TALLINN – In its regular package of infringement decisions published on Thursday, the European Commission made public its latest decisions concerning member states which have failed to notify measures taken to transpose EU directives into national law; six of the infringement decisions concern Estonia.
In this package, there are 26 member states which have not yet notified full transposition measures for 11 EU directives in the fields of justice, internal market and SMEs, taxation and customs, health, climate, home affairs, and financial services. The member states concerned now have two months to reply to the letters of formal notice and complete their transposition, or the Commission may decide to issue a reasoned opinion.
The Commission said that Estonia and Poland have not notified any measures transposing the directive on the protection of persons who report breaches of EU law. On on Feb. 15, 2023, the Commission decided to refer Estonia and Poland to the Court of Justice. In addition, both member states have also not communicated national measures regarding medium-sized companies.
The so-called whistleblower protection directive provides for the protection of persons who report breaches of EU law. The directive requires member states to ensure that all legal entities in the private sector, with 50 or more workers, establish internal reporting channels. This obligation needed to be transposed by Dec. 17, 2021. However, for medium-sized companies, meaning legal entities in the private sector with 50 to 249 workers, member states had an additional two years to transpose EU rules.
The second proceeding concerns nine member states -- Estonia, Greece, Spain, Cyprus, Latvia, Lithuania, Malta, Poland and Portugal -- which have not communicated national measures transposing the directive on the introduction of a minimum rate of effective taxation of 15 percent for multinational companies active in EU member states. The deadline for communicating national measures transposing the directive was Dec. 31, 2023.
The third of the proceedings concerning Estonia is about the transposition of agreed rules to strengthen and expand EU emissions trading. These amendments strengthen the existing EU Emissions Trading System (ETS) rules, extend the ETS to maritime transport and implement carbon pricing in new sectors of the economy by establishing a separate new emissions trading system for buildings, road transport and fuels used in small emitting industries. The new rules also establish a Social Climate Fund funded by ETS revenues to ensure that the transition is fair for all. To date 26 member states, including Estonia, have not communicated full transposition of the directive into national law. The deadline for communicating the transposition was Dec. 31, 2023.

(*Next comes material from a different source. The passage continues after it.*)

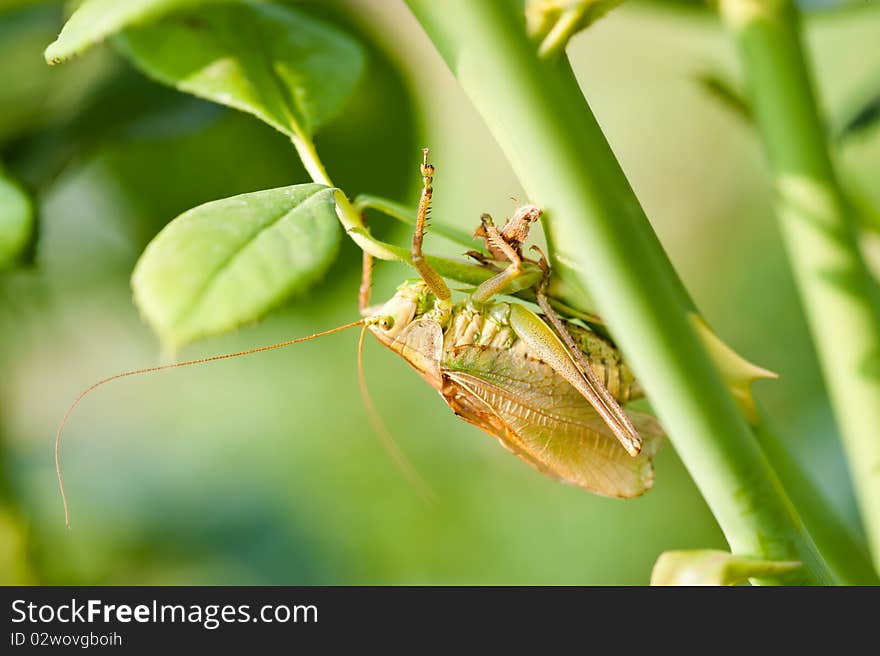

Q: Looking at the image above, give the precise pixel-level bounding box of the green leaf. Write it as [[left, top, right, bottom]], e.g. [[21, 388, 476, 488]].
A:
[[651, 549, 801, 585], [44, 0, 230, 66], [132, 184, 341, 348], [119, 3, 364, 140], [0, 172, 34, 271], [695, 72, 754, 125], [834, 91, 880, 142]]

The fourth proceeding concerning Estonia is about the transposition of the new rules to attract highly qualified workers to the EU, which introduces more efficient rules for attracting such workers to the EU. These rules include more flexible admission conditions, enhanced rights and the possibility to move and work more easily between EU member states. Belgium, Bulgaria, Estonia, Spain, France, Croatia, Cyprus, Latvia, Lithuania, Luxembourg, Netherlands, Poland, Romania, Slovenia, Slovakia, Finland, and Sweden have not communicated the national measures transposing the directive to the Commission by the set deadline of Nov. 18, 2023.
The fifth proceeding is about the motor insurance directive, more specifically, the protection of injured parties in case of the insolvency of the insurer. The member states were to adopt the necessary provisions to comply with this directive by Dec. 23, 2023. Belgium, Bulgaria, Czechia, Germany, Estonia, Greece, Spain, Luxembourg, Latvia, Hungary, Malta, Poland, Portugal, Romania, Slovenia, Slovakia and Finland had not communicated to the Commission the full transposition of the directive by the deadline of Dec. 23, 2023.
The sixth of the proceedings concerns the credit servicers and credit purchasers directive, which aims to ensure contractual transparency and consumer protection. The directive introduces significant forbearance measures to protect consumers such as refinancing of the credit agreement, deferring the payment of the debt instalments, change of the interest rate or partial forgiveness, as well as information requirements to increase transparency in the relationship with the creditor. Member states were required to adopt and publish the measures transposing the directive into national law by Dec. 29, 2023. Belgium, Bulgaria, Czechia, Estonia, Spain, France, Italy, Cyprus, Latvia, Lithuania, Luxembourg, Hungary, Malta, Netherlands, Austria, Poland, Portugal, Romania, Slovenia, Slovakia and Finland have not communicated to the Commission the full transposition of these articles by the deadline of Dec. 29, 2023.